4 – Battle of Bunker Hill (1775)
This battle took place early during the Revolutionary War between America and Britain. When the colonial forces learned that the British were planning to occupy the high ground and control Boston Harbor, they responded with William Prescott taking a group of 1,200 men to occupy Bunker Hill and Breed’s Hill. The Redcoats learned of their enemy’s plans, and on June 17, 1775, they mounted an attack on the colonists stationed at the Charlestown Peninsula.
The size of both forces is disputed, although the British probably had 3,000 men against approximately 2,400 colonists since Prescott was aided by other leaders. The British, under the command of William Howe and Robert Pigot, moved towards the enemy.
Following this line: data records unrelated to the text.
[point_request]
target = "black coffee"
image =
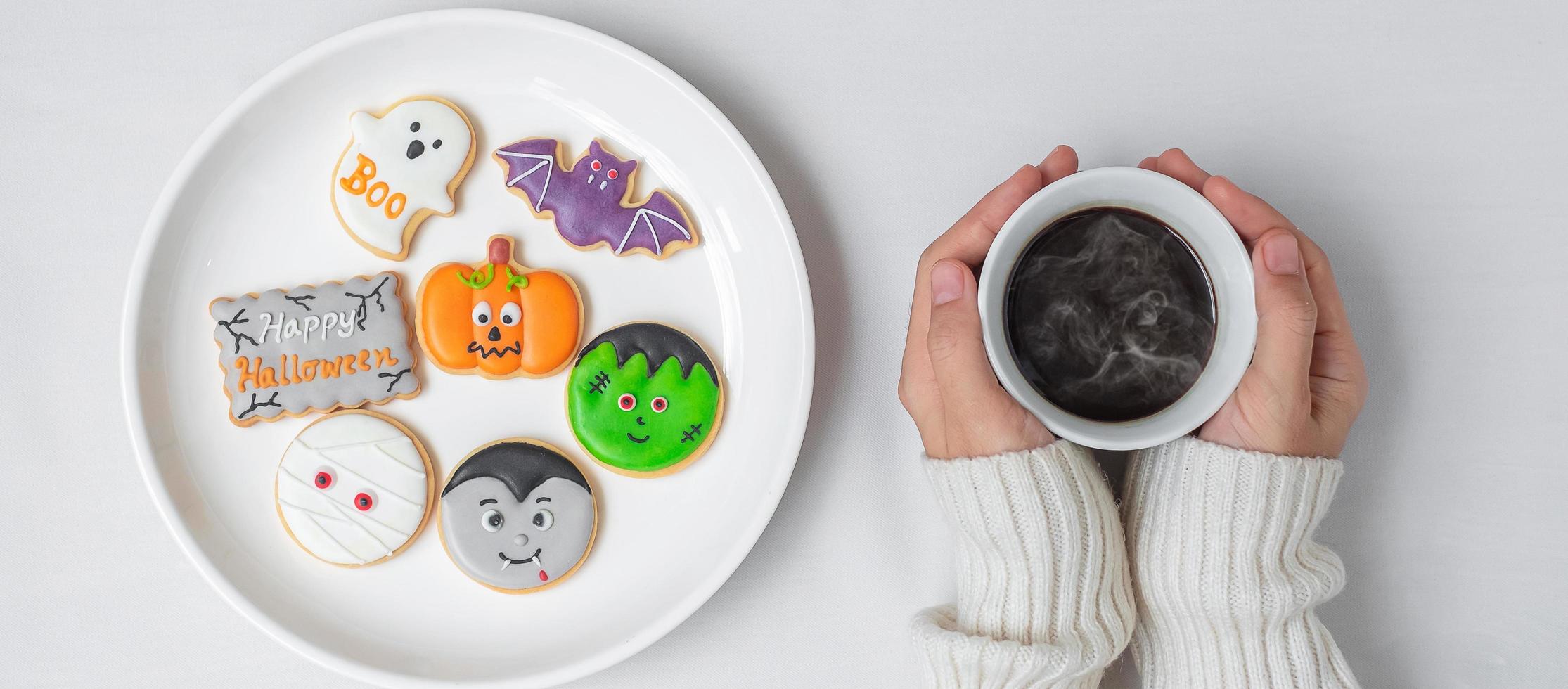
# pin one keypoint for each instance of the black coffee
(1109, 314)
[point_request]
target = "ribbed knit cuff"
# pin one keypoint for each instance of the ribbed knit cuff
(1043, 588)
(1226, 572)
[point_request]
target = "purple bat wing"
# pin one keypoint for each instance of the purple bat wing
(530, 165)
(655, 226)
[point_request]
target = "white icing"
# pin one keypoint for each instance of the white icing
(325, 326)
(544, 162)
(422, 181)
(364, 454)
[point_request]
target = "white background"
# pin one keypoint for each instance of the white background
(1422, 145)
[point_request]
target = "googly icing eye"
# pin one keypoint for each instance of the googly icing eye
(543, 520)
(493, 522)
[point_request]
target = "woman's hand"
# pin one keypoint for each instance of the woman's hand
(1306, 382)
(948, 383)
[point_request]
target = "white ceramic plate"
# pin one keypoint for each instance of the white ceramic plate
(248, 210)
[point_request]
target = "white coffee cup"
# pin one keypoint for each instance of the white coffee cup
(1209, 236)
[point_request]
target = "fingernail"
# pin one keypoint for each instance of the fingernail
(948, 283)
(1282, 255)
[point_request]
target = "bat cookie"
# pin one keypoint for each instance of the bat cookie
(518, 515)
(591, 200)
(314, 349)
(499, 319)
(355, 489)
(400, 167)
(645, 399)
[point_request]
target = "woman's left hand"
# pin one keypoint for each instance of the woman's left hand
(948, 383)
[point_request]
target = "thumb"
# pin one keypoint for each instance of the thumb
(958, 361)
(1286, 313)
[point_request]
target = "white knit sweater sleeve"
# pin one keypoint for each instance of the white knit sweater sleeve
(1045, 597)
(1226, 572)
Prescott supposedly told his men not to fire until they saw the whites of the British soldiers’ eyes; this is mainly because he wanted to preserve ammunition. Once the Redcoats came into range, the Americans opened fire and forced an immediate retreat.
The British regrouped and foolishly tried to attack once again, and as you would expect, the Americans successfully drove them back and inflicted heavy casualties. After a third attempt, the British finally climbed the hill and forced hand-to-hand combat.
The outnumbered colonists sensibly retreated, and the enemy took control of Charlestown Peninsula. However, it was a hollow victory as the Redcoats lost over 1,000 men in terms of deaths and wounded men. Critically, 19 British officers died at Bunker Hill.
Although the Redcoats earned a strategic victory, the heavy losses sustained prevented them from continuing towards the outskirts of Boston. Despite losing the fight, the Revolutionary Forces gained confidence; they had faced a numerically superior opponent and held their own for the most part. Howe lamented the high cost of the battle while Nathaniel Greene of the Patriots wrote that he would like to sell another hill to the enemy at the same cost.
If the British believed the Revolutionary War would be over quickly, Bunker Hill made them realize that it was set to be a long and torrid affair. It also had an impact on future encounters; instead of quickly seizing on an opportunity, the British were hesitant, and this new tactic gave the American forces time to retreat from several battles.